Il bruciore agli occhi è un disturbo molto comune che può manifestarsi in diverse forme e intensità, provocando disagio nella vita quotidiana. Si tratta di una sensazione fastidiosa che può essere accompagnata da altri sintomi come arrossamento, lacrimazione, prurito o sensazione di corpo estraneo. Sebbene nella maggior parte dei casi si tratti di un problema temporaneo e facilmente risolvibile, è importante sapere riconoscere quando il bruciore oculare richiede l’attenzione di uno specialista.

Questo disturbo può colpire persone di tutte le età e può essere causato da molteplici fattori, che vanno dall’esposizione a irritanti ambientali fino a condizioni mediche più complesse. Comprendere le cause del bruciore agli occhi è il primo passo per individuare il trattamento più appropriato e prevenire eventuali complicazioni.

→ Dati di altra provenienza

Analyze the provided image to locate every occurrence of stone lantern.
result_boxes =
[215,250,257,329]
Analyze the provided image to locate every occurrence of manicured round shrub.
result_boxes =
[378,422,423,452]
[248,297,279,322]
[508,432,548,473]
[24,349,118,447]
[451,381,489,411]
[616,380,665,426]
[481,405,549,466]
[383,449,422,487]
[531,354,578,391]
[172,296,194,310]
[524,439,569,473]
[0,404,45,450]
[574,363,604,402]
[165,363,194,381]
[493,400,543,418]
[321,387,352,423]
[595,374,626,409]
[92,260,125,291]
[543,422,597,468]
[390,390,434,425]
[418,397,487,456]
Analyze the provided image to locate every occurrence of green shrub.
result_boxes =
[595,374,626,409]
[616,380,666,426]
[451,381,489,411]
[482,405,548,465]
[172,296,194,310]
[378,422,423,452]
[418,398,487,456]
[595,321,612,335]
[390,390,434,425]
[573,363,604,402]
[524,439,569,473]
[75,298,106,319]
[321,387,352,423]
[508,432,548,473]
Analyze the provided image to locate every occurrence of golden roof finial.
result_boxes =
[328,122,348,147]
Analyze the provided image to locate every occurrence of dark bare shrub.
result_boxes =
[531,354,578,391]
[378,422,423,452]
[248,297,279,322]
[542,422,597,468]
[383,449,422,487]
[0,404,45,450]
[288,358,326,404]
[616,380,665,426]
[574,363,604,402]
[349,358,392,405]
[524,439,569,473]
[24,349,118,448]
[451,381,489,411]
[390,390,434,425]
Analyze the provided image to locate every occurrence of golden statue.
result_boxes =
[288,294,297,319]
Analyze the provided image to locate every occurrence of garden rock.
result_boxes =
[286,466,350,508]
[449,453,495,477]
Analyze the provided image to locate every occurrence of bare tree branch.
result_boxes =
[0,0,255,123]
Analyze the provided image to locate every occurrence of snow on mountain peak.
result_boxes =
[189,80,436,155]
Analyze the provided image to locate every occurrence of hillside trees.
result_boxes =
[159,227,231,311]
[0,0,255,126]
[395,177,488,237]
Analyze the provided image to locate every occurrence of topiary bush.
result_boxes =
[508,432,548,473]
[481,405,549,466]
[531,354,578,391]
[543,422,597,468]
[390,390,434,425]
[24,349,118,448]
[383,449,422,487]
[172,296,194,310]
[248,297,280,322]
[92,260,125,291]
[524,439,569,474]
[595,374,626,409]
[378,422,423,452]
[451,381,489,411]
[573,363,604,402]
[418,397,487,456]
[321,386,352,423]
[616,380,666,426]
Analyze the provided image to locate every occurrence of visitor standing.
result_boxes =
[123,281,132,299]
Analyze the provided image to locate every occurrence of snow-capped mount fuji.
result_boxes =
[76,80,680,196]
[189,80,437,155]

In questo articolo analizzeremo le principali cause del bruciore oculare, i rimedi più efficaci per alleviare il fastidio e i segnali che indicano quando è necessario consultare un medico.

Cause comuni del bruciore agli occhi

Le cause del bruciore agli occhi sono numerose e possono essere suddivise in fattori ambientali, condizioni oculari specifiche e patologie sistemiche.

  • Fattori ambientali e irritanti esterni rappresentano la causa più frequente. L’esposizione prolungata a schermi di computer, tablet e smartphone può provocare affaticamento visivo e secchezza oculare, con conseguente bruciore. Anche l’aria condizionata, il riscaldamento, il vento, il fumo di sigaretta, lo smog e gli agenti inquinanti possono irritare la superficie dell’occhio. L’uso di prodotti cosmetici, detergenti aggressivi o l’esposizione a sostanze chimiche sono ulteriori fattori scatenanti.
  • La sindrome dell’occhio secco è una delle condizioni più comuni associate al bruciore oculare. Si verifica quando gli occhi non producono lacrime in quantità sufficiente o quando la qualità del film lacrimale è compromessa. Questa condizione è particolarmente frequente nelle persone anziane, nelle donne in menopausa e in chi utilizza lenti a contatto.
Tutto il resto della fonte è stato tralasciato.